NCC Reading Journal, Spring 2020
Due on June 11th/July 9th, by 5pm
Submit it via email to maran@nagoya-u.jp
NOTE: if you have not received my confirmation mail after the submission, mail me again; my university mail sometimes is not compatible with your mail system.
BASICS
1) Students are expected to submit two 300-400 word reading journals (in WORD document; can go over the word limit) reflecting upon their reading progress in the previous month (1st Journal to review the literature by Week 7; 2nd Journal to review literature until early July);
2) For each assignment, you should engage with at least TWO reading(s) listed in our syllabus for the designated period of time, and focus on a very specific topic/research question (e.g., ‘national/transnational cinema’; ‘direct cinema’; ‘xianchang and Chinese independent cinema’; ‘film festival’ etc.).
3) The submitted WORD file should contain “NCC” + the student’s name in its file name;
4) Preferred referencing style is Harvard (a link of the style has been embedded in the first post in our course blog). Please self-study the style (Citation Tools will help you to do the job effectively!).
Don’t be overly concerned with grammar (although spell-check will be helpful!), but do put a lot of thinking into your reading journals since they will be key to fruitful discussions in class and even your final paper.
FORMAT Include the following information at the top of each assignment:
Your Name
Course Title
Submission Date
Title of article [please do NOT use the bibliographical item as your title…]
Mainbody
Works Cited
|
What We Want?
This Reading Journal is a simplified version of Literature Review (if you do not know what is literature review, refer below); we use it to keep updated about your learning progress, and get to know your understanding of the critical theories and discussions on certain film studies-related concepts, contexturalised and historicized. You would get our feedback on your assignment in the Google Cloud (Ran comments on all; Hao comments on BAs’ works).
I’d rather you start from something small and more specific, and orient your discussions AROUND the readings themselves, NOT simply your own feelings and evaluations (I feel blahblah…this is the very basics of academic writing in humanities), or random impressions of certain image/cultural texts=we want to read how you support your discussions with “evidence”. Again and again, we DO NOT WANT a summary of ALL the readings in the previous month (please do NOT do that) =you do not have to cover all the issues discussed even by one singular author.
How?
You are expected to review, evaluate and even critique certain theoretical concepts (such as keywords proposed by scholars) and/or arguments (much detailed explanations) presented in the cited sources; you should be able to present your own interpretation and viewpoints (instead of simply copying and pasting quotes). Further relevant analysis of case studies (visual materials/films) etc. will be welcomed but NOT a must at the stage (given the length of the assignment). For your Final Paper, you are encouraged to develop some of the underdeveloped ideas presented in the Reading Journals, by engaging closely with the case studies.
WHAT DO WE MEAN BY… ‘LITEREATURE REVIEW’
A literature review … has an organizational pattern and combines both summary and synthesis.

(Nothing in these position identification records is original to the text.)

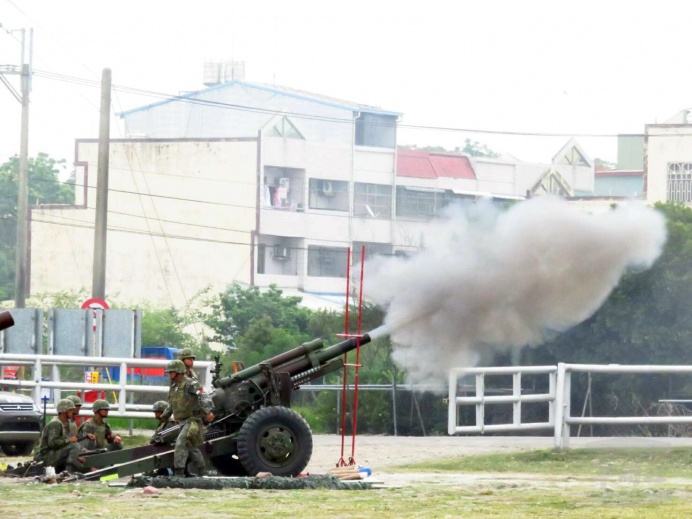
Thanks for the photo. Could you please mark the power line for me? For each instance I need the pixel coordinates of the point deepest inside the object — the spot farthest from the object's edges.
(188, 99)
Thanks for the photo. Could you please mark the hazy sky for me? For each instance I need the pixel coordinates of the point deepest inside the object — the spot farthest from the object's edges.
(553, 66)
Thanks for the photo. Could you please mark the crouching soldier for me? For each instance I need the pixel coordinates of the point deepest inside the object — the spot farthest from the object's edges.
(189, 405)
(95, 433)
(57, 448)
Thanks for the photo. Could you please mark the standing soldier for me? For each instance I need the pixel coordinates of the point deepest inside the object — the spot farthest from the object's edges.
(57, 448)
(188, 359)
(74, 426)
(189, 404)
(162, 412)
(96, 433)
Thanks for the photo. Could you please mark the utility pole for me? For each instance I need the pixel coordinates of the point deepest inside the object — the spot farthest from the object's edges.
(22, 257)
(98, 286)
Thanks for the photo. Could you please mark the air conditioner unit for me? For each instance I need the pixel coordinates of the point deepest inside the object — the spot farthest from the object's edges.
(282, 253)
(326, 188)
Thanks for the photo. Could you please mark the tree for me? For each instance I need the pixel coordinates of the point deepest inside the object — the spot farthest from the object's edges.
(45, 187)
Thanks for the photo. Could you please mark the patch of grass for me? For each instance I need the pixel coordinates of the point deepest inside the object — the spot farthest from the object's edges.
(419, 500)
(655, 462)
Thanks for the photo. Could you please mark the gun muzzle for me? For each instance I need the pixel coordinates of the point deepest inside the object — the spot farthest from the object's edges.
(6, 320)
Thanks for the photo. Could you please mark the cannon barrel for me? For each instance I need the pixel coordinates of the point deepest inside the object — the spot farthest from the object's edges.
(296, 361)
(6, 320)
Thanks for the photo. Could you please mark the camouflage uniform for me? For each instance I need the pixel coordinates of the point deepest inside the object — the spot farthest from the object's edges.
(103, 434)
(55, 449)
(73, 421)
(165, 422)
(189, 404)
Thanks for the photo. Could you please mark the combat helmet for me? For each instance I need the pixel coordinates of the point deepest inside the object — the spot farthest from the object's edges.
(176, 366)
(101, 404)
(186, 353)
(160, 406)
(77, 401)
(65, 405)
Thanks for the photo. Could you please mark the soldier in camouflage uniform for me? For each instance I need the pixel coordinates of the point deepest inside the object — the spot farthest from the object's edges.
(95, 433)
(190, 405)
(188, 359)
(77, 407)
(57, 448)
(163, 415)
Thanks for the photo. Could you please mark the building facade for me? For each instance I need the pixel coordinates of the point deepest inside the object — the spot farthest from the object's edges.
(264, 185)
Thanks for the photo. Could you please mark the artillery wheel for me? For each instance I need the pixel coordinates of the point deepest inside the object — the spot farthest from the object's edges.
(228, 465)
(275, 439)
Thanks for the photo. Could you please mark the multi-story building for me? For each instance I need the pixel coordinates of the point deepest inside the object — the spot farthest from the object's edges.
(668, 160)
(260, 184)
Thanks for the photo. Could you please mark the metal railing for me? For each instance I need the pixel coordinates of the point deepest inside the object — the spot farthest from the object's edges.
(563, 418)
(39, 386)
(516, 399)
(558, 398)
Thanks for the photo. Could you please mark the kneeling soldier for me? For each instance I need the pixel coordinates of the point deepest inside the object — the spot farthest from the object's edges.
(57, 448)
(73, 420)
(190, 405)
(95, 433)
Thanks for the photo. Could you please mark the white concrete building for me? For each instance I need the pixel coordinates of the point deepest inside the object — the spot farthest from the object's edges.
(668, 162)
(258, 185)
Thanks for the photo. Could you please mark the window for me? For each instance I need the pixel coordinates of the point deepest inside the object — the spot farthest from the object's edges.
(376, 130)
(285, 128)
(327, 261)
(371, 251)
(331, 195)
(422, 202)
(552, 183)
(679, 182)
(372, 200)
(574, 158)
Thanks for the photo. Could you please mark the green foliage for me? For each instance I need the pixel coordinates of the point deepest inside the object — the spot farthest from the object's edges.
(646, 320)
(236, 309)
(162, 327)
(44, 188)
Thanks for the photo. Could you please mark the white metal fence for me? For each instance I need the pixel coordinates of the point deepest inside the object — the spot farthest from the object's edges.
(558, 398)
(36, 384)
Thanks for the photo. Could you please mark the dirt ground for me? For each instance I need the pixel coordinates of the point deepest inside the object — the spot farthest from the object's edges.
(383, 453)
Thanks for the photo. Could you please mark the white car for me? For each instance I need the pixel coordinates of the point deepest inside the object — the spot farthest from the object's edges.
(20, 424)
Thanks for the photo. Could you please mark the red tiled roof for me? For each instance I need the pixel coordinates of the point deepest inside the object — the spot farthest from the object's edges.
(423, 164)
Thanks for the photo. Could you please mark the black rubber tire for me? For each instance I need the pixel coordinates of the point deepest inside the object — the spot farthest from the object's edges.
(275, 439)
(22, 448)
(227, 465)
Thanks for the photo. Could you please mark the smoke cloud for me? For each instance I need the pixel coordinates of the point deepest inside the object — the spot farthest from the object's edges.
(488, 280)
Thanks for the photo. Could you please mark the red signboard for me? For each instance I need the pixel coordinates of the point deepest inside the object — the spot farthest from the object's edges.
(95, 303)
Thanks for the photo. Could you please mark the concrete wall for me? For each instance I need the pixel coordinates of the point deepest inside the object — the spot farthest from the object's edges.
(180, 216)
(664, 143)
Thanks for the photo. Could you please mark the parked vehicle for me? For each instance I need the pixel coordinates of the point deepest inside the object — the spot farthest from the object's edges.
(20, 424)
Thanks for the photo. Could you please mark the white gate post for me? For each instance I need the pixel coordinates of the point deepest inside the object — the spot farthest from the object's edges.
(562, 407)
(452, 419)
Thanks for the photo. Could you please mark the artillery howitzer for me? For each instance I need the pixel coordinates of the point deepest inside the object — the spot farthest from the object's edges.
(254, 429)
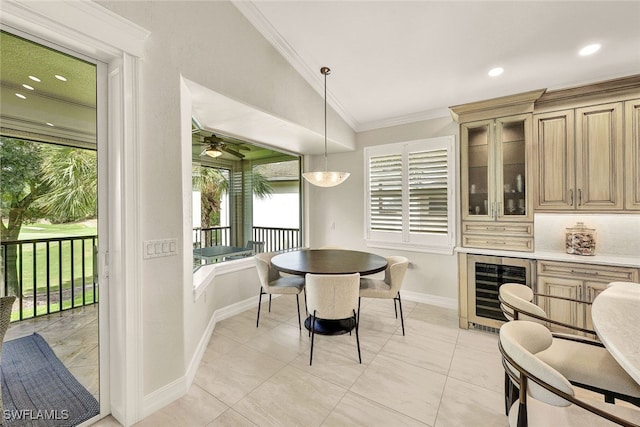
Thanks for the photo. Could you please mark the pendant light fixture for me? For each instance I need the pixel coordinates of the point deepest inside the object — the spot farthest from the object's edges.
(326, 178)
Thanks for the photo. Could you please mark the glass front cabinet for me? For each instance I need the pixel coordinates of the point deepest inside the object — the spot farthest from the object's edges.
(496, 178)
(497, 173)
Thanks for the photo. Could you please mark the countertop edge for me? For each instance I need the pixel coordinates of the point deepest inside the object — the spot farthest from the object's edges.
(613, 260)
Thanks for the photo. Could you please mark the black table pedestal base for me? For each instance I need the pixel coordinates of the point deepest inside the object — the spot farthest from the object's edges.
(331, 327)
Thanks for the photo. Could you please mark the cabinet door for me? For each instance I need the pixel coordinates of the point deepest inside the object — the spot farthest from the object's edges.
(512, 174)
(599, 167)
(477, 164)
(563, 311)
(592, 290)
(554, 154)
(632, 155)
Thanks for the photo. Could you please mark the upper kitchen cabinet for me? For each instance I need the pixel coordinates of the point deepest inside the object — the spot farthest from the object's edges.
(632, 154)
(496, 158)
(579, 158)
(579, 143)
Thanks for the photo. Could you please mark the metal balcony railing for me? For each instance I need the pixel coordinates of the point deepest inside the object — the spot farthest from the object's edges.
(50, 275)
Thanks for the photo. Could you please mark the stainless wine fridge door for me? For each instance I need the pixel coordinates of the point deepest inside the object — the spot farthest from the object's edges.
(485, 275)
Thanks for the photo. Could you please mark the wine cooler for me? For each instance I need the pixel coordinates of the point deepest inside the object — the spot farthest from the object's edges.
(485, 275)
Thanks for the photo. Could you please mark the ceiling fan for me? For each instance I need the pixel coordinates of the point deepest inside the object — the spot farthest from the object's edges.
(216, 146)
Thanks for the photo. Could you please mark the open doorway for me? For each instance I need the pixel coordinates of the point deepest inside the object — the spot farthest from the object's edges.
(49, 158)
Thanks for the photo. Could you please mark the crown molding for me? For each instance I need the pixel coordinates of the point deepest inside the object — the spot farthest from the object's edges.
(403, 120)
(312, 76)
(79, 23)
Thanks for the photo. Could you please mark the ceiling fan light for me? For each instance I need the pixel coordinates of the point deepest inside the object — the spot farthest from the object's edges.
(213, 152)
(326, 179)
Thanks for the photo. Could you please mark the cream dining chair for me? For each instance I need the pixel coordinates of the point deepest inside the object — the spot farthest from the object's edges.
(546, 397)
(333, 297)
(272, 283)
(389, 287)
(582, 360)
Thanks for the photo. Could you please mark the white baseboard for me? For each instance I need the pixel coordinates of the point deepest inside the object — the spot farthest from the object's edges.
(178, 388)
(451, 303)
(165, 395)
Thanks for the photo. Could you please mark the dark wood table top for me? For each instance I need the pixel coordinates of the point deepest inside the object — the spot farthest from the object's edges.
(328, 261)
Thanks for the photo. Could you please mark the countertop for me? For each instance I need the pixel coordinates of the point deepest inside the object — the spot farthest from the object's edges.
(614, 260)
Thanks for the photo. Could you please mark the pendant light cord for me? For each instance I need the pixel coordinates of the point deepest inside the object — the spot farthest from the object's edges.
(325, 120)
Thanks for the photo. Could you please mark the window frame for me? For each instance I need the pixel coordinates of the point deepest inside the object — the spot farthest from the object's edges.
(440, 243)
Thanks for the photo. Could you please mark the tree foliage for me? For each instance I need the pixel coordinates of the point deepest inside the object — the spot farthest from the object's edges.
(213, 183)
(40, 181)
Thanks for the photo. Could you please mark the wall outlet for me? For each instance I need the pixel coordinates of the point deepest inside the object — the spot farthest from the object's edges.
(160, 248)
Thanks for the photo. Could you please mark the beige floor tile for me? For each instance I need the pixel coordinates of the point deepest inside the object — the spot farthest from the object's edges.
(196, 408)
(231, 418)
(403, 387)
(291, 398)
(354, 410)
(429, 352)
(284, 342)
(465, 404)
(335, 359)
(233, 375)
(477, 360)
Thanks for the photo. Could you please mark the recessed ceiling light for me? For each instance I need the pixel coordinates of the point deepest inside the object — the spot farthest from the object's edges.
(494, 72)
(590, 49)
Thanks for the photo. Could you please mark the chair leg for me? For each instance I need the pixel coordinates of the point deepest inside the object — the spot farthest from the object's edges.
(510, 393)
(313, 334)
(298, 305)
(259, 302)
(401, 315)
(357, 337)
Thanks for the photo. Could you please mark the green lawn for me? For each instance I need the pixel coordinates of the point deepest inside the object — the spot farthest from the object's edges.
(62, 269)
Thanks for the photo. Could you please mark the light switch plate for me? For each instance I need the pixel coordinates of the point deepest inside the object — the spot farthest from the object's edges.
(160, 248)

A summary is a recap of important information about the source, but a synthesis is a re-organization, or a reshuffling, of that information. It might give a new interpretation of old material or combine new with old interpretations. Or it might trace the intellectual progression of the field, including major debates. Depending on the situation, the literature review may evaluate the sources and advise the reader on the most pertinent or relevant of them.